Solving time: 12 minutes.
Solving a Chifonie puzzle often seems to me like a labour of love. Nice when you finish, but you don’t get the feeling of accomplishment that you do with other setters. I’m not sure why. I regularly solve and enjoy Times puzzles which never have a theme to them, but this just seems a bit bland.
ACROSS (*) = ANAGRAM (CD) = CRYPTIC DEFINITION (R) = REVERSAL
1 TRAP DOOR ROOD PART (R)
5 COMBAT COMB + A + T
9 GANYMEDE MANY EDGE*
10 GALLOP GALL + OP
12 TIARA Hidden answer
13 ATHLETICS HIS CATTLE*
14 HOUSE PAINTER HOUSE (Take In) + PAINTER ( A rope used to tie up a boat – standard crossword definition No 48)
18 INTERMEDIATE INTER + TE (Lawrence of Arabia’s initials) with MEDIA inside
21 CARTHORSE At least we were spared an anagram of ORCHESTRA! THOR’S inside CARE
23 NICHE H inside NICE
24 AT EASE A + TEASE
25 EQUIPAGE E (Earl) + QUIP (Sally) + AGE (Get on)
26 DANGER D + ANGER
27 REVEREND EVER in REND
DOWN
1 TIGHTS TIGHT (near) + S (opening of sewer)
2 ANNEAL ANNE + A + L
3 DEMEANOUR E+ MEAN inside DOUR
4 OLD MAN’S BEARD The alternative word for the plant Traveller’s Joy. DAMN BAD LOSER*
6 OSAGE – Brave, as in native American Indian (see Chambers) O (OLD) + SAGE
7 BALLISTA LIST inside BALA
8 TAPESTRY TAPES + TRY
11 CHAPLINESQUE A QUINCE HELPS*
15 INTENSIVE This clue doesn’t make sense. IN TENS = “Like the decimal system” – fine works OK. I’VE = “setter’s becoming” ? Rigorous = INTENSIVE. but why would a setter become rigorous like the decimal system?
17 PILCHARD LIP (R) + CHARD
19 SURGEON (Theatre worker – good misleading def) with T inside.
19 OCTANE Is Octane a gas? It’s a consistutent of petrol (gas in the US). AT ONCE *
20 LEGEND GEN inside LED
22 HASTE S inside HATE
15D – Is it the indication for I’VE that you are unsure about or is it the surface reading you don’t like?
I think “setter’s” = I’VE is justifiable (kind of). If the setter’s written a good clue he would say – I’ve written a good clue. “becoming” would then just be a link word.
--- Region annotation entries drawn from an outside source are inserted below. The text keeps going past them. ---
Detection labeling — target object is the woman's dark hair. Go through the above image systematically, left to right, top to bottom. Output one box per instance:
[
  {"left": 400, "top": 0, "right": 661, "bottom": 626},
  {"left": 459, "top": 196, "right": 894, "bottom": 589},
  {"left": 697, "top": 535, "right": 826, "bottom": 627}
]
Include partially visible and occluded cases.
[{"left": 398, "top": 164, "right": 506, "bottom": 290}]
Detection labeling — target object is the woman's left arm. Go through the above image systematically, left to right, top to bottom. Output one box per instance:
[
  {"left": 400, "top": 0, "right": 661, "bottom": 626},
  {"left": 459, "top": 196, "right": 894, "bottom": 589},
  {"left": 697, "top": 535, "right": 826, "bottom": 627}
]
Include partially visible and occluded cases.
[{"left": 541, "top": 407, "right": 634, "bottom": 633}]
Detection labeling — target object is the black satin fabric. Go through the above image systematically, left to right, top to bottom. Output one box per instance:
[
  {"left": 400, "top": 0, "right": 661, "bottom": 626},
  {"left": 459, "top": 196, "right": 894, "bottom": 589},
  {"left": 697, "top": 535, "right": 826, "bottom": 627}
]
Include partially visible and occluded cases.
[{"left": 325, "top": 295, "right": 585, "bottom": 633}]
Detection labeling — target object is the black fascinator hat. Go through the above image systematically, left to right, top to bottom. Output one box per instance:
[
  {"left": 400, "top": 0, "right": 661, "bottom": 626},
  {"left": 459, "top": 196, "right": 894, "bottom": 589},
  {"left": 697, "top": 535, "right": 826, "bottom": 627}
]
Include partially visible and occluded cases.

I agree I’VE is just about justifiable, but the clue itself reads badly.
Setter’s = setter has = I have = I’ve: seems okay to me.
I’ve seen the IN TENS route taken a few times before though, all the way back to some Enigmatist puzzle in the dim and distant. I think i/am/setting* went for:
Strained decimal point (7)
Love E-QUIP-AGE
Really love PIL-CHARD
Also not too keep on IN-TENS-IVE
Agree with Stan – some good clues here.
15D: I agree that ‘setter’s’ = IVE (I have). I’m not too upset by this device, which is used from time to time, but not always in a strictly grammatically accurate way. It just about works here because ‘I have becoming’ makes no sense and therefore ‘becoming’ can only be interpreted as a link word.
19D: Must pull Chifonie up here. Answer is definitely OCTANE but octane has a boiling point of 125C or so, and is therefore not a gas by any definition. And ‘gas’ = US petrol won’t do either, because this fuel does not consist of octane (‘octane’ number of a fuel is its behaviour relative to pure ISO-octane)
15D I’m of the opinion that clues have to make grammatical sense ONLY in the cryptic reading: surfaces in clues deploying any kind of SI (so, not CDs for example) are always entirely arbitrary, only ever ‘appearing’ to make sense (wherein lies the setter’s art), and Chifonie’s clue is entirely correct in this regard. ‘Becoming’ relates to the elements adding up to the answer, and the whole lot has nothing whatever to do with a setter as rigorous as a numerical system – it’s an illusion.
On the other hand, where in theory any number of illusory meanings could have been created for this answer, DT is completely at liberty to dislike the one we ended up with.